Shares of Chegg (NYSE:CHGG) traded significantly higher on Tuesday morning, up 11.01% to $6.15 per share. The move higher was sparked by a positive earnings release after the bell on Monday. Chegg is an interesting company, and a leader in the education technology industry.
Chegg, if you aren't familiar, is an online direct-to-student education company. Chegg, with more than 40 million unique annual visitors, is a giant in the textbook and tutoring industry.
The bounce was a bit unexpected. Shares of the company had been down by about 35.5% over the last year. And since the start of the year shares had been down by about 20.26%.
The company reported earnings above analyst expectations. Chegg reported $0.05 EPS in the quarter, beating analyst expectations of $0.03 EPS. On the topline, the company reported $52 million, down 21% on a year over year basis. The bump higher was due in large part to reported strength in the company's high margin services business. Chegg reported that its services revenue increased by 33% year-over-year to $29.9 million. Included in its services business, Chegg Study, sustained a 78% renewal rate in the quarter. In addition, the company's tutoring business was strong with over 70% growth in tutoring minutes on a year-over-year basis.
Chegg stock is rebounding off multi-year lows, and I'm thinking about initiating a small long position in the company.
Over the last couple years, Chegg has struggled to monetize its enormous traffic base. However, management's focus on its services business might be exactly what the company needs.
The education system in the United States is changing. Budget cuts, higher costs, fewer teachers and new technology is changing the way that students learn inside and outside the classroom. The next generation of middle school, high school and college students will embrace technology more than any generation in history. Learning is moving from inside the classroom to outside the classroom. This year the United States will spend more than a $1 trillion on the education sector, or roughly 5% of the total GDP.

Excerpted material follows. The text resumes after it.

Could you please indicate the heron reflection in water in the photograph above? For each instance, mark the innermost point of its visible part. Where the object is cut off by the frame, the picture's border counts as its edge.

As education shifts outside the classroom, Chegg's services business stands to benefit. Chegg services offers online homework help, on-demand tutoring, online writing help, and online test preparation. Chegg has invested in its services business through acquisition and technology investment. And I believe management is working to position Chegg as the leader in the outside the classroom education market.

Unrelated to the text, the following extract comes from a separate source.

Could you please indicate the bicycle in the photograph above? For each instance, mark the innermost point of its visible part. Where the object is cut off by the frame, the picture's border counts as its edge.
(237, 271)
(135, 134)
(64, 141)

Rather than initial a position by buying shares of Chegg, I'm looking toward starting my long position by selling puts. Specifically, I'm looking at the January 20, 2017 put at the strike $5. According to Nasdaq, you should be able to collect about $0.30-$0.35 per contract by selling the $5 puts at the current bid. You could realize a 6% return from now up until January, or 12% on an annualized basis.

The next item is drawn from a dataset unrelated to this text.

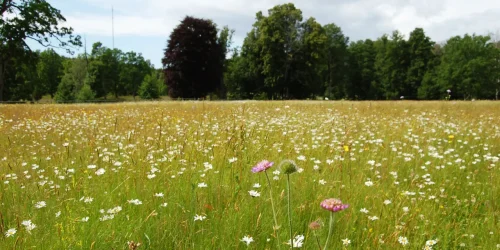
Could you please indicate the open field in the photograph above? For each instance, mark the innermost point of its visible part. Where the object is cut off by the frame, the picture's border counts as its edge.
(177, 175)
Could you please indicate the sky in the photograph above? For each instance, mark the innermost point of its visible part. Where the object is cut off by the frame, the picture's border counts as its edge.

Chegg shares would need to drop by 23% from now until January for you to experience a loss. And, considering the fact that shares of Chegg are already down substantially this year, I find it hard to believe that there is much more room to the downside. Chegg has built a strong brand and portfolio of online assets. On the back of a strong earnings quarter, I believe shares of Chegg have changed direction in 2016.
Disclosure: I/we have no positions in any stocks mentioned, but may initiate a long position in CHGG over the next 72 hours.
I wrote this article myself, and it expresses my own opinions. I am not receiving compensation for it (other than from Seeking Alpha). I have no business relationship with any company whose stock is mentioned in this article.